Machine Learning
Supervised Learning: Classification / K-Nearest Neighbour (KNN)
3. K-Nearest Neighbour (KNN) Algorithm
KNN is a non-parametric, instance-based, lazy learning algorithm. It does not build an explicit model during training; instead, it memorizes the training dataset and makes predictions at test time by looking at the K closest data points.
Working of KNN
- Load the training data and choose the value of K.
- For a new test point, calculate the distance to all training points using a distance metric (e.g., Euclidean).
- Select the K nearest neighbours (smallest distances).
- For classification: assign the class that appears most frequently among the K neighbours (majority voting).
- For regression: compute the mean/average of K neighbours' target values.
Distance Metrics
To find the "nearest" neighbours, the algorithm relies on distance calculations. The two most common metrics are:
1. Euclidean Distance (L2 Norm)
The straight-line distance between two points. Best for continuous real-valued features.
2. Manhattan Distance (L1 Norm)
The distance between two points measured along axes at right angles (like a taxi navigating city blocks). Best for high-dimensional or categorical data.
Choosing the Value of K
The choice of K is critical and has a significant impact on model performance:
- Small K (e.g., K=1): Model is very sensitive to noise (overfitting). High variance.

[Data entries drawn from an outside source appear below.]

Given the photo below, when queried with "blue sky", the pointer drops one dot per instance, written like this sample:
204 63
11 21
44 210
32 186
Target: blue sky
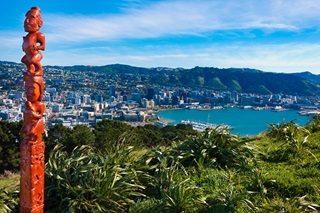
270 35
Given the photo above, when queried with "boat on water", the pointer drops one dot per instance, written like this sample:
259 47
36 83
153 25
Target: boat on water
200 126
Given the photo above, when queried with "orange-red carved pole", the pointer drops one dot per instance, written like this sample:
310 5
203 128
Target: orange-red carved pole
32 147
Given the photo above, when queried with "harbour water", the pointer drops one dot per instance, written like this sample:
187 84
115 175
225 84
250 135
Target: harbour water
243 121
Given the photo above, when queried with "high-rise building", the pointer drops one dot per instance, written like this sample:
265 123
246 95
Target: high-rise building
112 91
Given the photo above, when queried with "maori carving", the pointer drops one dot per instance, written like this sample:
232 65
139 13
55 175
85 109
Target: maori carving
32 147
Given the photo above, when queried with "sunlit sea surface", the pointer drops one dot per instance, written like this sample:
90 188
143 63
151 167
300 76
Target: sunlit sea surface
243 121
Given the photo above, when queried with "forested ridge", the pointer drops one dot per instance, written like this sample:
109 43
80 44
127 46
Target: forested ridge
118 168
220 79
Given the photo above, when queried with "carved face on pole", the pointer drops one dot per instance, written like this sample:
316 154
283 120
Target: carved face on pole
33 21
33 92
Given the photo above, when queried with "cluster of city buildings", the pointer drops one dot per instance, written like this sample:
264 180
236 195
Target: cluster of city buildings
73 98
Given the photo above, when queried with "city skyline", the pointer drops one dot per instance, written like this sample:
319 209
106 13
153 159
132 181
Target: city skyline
273 35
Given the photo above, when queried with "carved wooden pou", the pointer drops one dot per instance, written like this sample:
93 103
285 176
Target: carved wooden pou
32 147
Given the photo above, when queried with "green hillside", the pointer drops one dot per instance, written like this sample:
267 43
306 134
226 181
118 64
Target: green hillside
118 168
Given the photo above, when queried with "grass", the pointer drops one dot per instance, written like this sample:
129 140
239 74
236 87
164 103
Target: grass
211 172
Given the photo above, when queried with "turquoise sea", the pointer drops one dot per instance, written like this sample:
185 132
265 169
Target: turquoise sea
243 121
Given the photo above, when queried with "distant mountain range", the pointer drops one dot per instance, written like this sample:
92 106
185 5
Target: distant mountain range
232 79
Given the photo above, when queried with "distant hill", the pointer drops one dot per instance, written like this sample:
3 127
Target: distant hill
233 79
309 76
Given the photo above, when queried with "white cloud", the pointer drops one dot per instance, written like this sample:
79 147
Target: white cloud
168 18
293 57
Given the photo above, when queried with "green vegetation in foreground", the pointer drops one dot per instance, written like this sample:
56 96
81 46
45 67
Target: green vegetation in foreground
118 168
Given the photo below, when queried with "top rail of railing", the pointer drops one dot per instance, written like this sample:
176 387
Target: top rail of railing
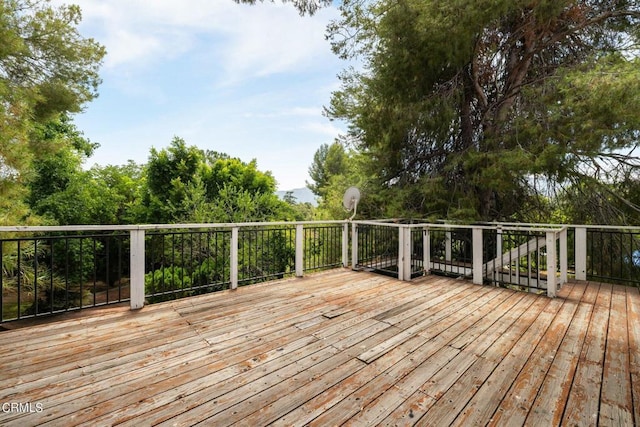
81 227
391 222
482 226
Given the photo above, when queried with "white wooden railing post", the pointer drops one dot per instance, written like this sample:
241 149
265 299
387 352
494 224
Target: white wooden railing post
345 244
354 245
406 248
477 255
136 292
426 251
564 258
552 263
299 250
234 258
499 243
581 253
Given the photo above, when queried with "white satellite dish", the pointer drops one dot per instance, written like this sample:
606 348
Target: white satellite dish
351 199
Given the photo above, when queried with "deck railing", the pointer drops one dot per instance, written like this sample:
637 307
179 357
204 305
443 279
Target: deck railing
47 270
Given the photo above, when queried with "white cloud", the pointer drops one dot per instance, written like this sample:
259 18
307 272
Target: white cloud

- Large K: Model is too smooth and may miss local patterns (underfitting). High bias.
Best Practices:
- Rule of thumb: K = √N where N is the number of training samples.
- Use cross-validation to select the optimal K.
- Choose an odd K for binary classification to avoid ties in majority voting.
Validation Error in KNN
Validation error measures how well the model generalizes to unseen data. As K increases:
- Training error increases (model becomes less flexible).
- Validation error first decreases (underfitting reduced), then increases (bias increases).
- Optimal K is at the point where validation error is minimum (the U-shaped curve).
Inductive Bias in KNN
Inductive bias refers to the assumptions a learning algorithm uses to generalize beyond the training data. For KNN, the inductive bias is: "similar inputs have similar outputs" — i.e., nearby points in feature space are likely to belong to the same class.